We propose the very first non-intrusive measurement methodology for quantifying
the performance of commodity Virtual Reality (VR) systems. Our methodology considers the
VR system under test as a black-box and works with any VR applications.
Multiple performance metrics on timing and positioning accuracy are considered,
and detailed testbed setup and measurement steps are presented. We also apply
our methodology to several VR systems in the market, and carefully analyze the
experiment results.

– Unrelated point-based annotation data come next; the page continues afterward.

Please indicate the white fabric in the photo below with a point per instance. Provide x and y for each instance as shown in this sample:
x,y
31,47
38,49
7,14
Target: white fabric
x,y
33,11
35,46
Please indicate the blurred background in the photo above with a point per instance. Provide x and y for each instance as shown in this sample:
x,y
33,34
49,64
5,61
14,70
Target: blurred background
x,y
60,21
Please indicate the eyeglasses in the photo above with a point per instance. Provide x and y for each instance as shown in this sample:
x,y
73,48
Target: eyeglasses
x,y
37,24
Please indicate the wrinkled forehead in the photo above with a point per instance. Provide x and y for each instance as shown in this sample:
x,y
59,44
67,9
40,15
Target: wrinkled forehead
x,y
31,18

We make several observations: (i) 3D scene complexity
affects the timing accuracy the most, (ii) most VR systems implement the dead
reckoning algorithm, which incurs a non-trivial correction latency after
incorrect predictions, and (iii) there exists an inherent trade-off between two
positioning accuracy metrics: precision and sensitivity.

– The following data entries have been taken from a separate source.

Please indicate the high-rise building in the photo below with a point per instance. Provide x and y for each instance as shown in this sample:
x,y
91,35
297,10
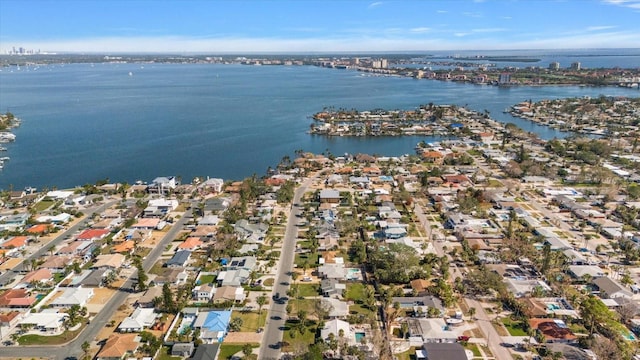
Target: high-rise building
x,y
505,78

Keywords: Measurement; Head Mounted Display; Virtual Reality; Quality of Experience; latency; accuracy; sensitivity
Virtual Reality (VR) renders computer-generated objects to create virtual
environments for users , which enables many applications, such as
military, healthcare, and video games, and thus becomes more and more popular.
In fact, market research  indicates that the VR's annual market
could grow to $80 billion in 10 years, compared to the current laptop computer market
at $111 billion and game console market at $14 billion. The main
driving force behind such a high growth rate is the commodity
Head-Mounted Displays (HMDs) recently built for desktop and mobile
VR systems, including Sony Morpheus, Microsoft HoloLens, Oculus Rift, and
HTC Vive .
VR systems with HMDs were first built in research labs decades
ago , using miniature Cathode Ray Tubes (CRTs) for
displaying and mechanical/ultrasonic sensors for head tracking, in order to
change the rendered images when the user moves. Over years, various hardware
components have been enhanced for better VR experience at lower costs. Among
these components, the compact and inexpensive Micro-Electro-Mechanical System
(MEMS) sensors and high-resolution displays, which are also adopted by
smartphones, allow VR developers, such as Oculus , to build
commodity HMDs for VR systems. In these HMDs, the cumbersome
mechanical/ultrasonic head-tracking sensors are replaced by MEMS inertial
sensors with accelerometers and gyroscopes. However, these commodity VR
systems suffer from drifting due to integration over potentially biased inertial
sensor readings , which may be nontrivial as the sensors are likely
to be inexpensive. This kind of drifting leads to inaccurate
head-tracking results, which in turn cause cybersickness, like nausea,
disorientation, headaches, sweating, and eye strain . Hence,
quantifying the performance of the commodity VR systems is crucial for
faster and wider adoption.
Measuring the performance of the commodity VR systems is no easy task, because
these HMDs are consumer-grade products with limited, if any, hardware and
software accessibility. Moreover, these VR systems consist of multiple
entities, including HMDs, rendering desktops or smartphones, VR applications,
and dead reckoning algorithms. Since these entities all directly affect the
system performance, we propose a system-wide black-box measurement methodology
in this paper. Our methodology is general, because it does not: (i) instrument
the VR systems (e.g., VR applications and HMDs) nor (ii) assume the existence
of a specific (easy to recognize) virtual object. In other words, our
methodology works with off-the-shelf VR systems, which to our best knowledge,
is not possible in prior studies [10,6,13,5].
Furthermore, our measurement methodology quantifies several variations of the
timing and positioningaccuracy metrics, which were not
discussed in the literature. Timing accuracy, like delay, quantifies the temporal gaps between physical and virtual worlds. On the other side, positioning accuracy quantifies the spatial gaps like precision. We apply the methodology to several commodity VR
systems, and analyze the measurement results. Several observations are made
from our experiment results: (i) 3D scene complexity affects the timing
accuracy the most, showing the importance of rendering desktops or smartphones,
(ii) most VR systems (3 out of 4) implement the dead reckoning algorithm, which
shortens the time of reacting to head movements, but incurs a non-trivial
correction latency after incorrect predictions, and (iii) there exists an
inherent trade-off between two positioning accuracy metrics: some VR systems
opt for higher precision, while others opt for higher sensitivity.
2 Related Work
The implications of low-level VR system performance, such as latency, on high-level
user experience have been studied using carefully-designed subjective tests.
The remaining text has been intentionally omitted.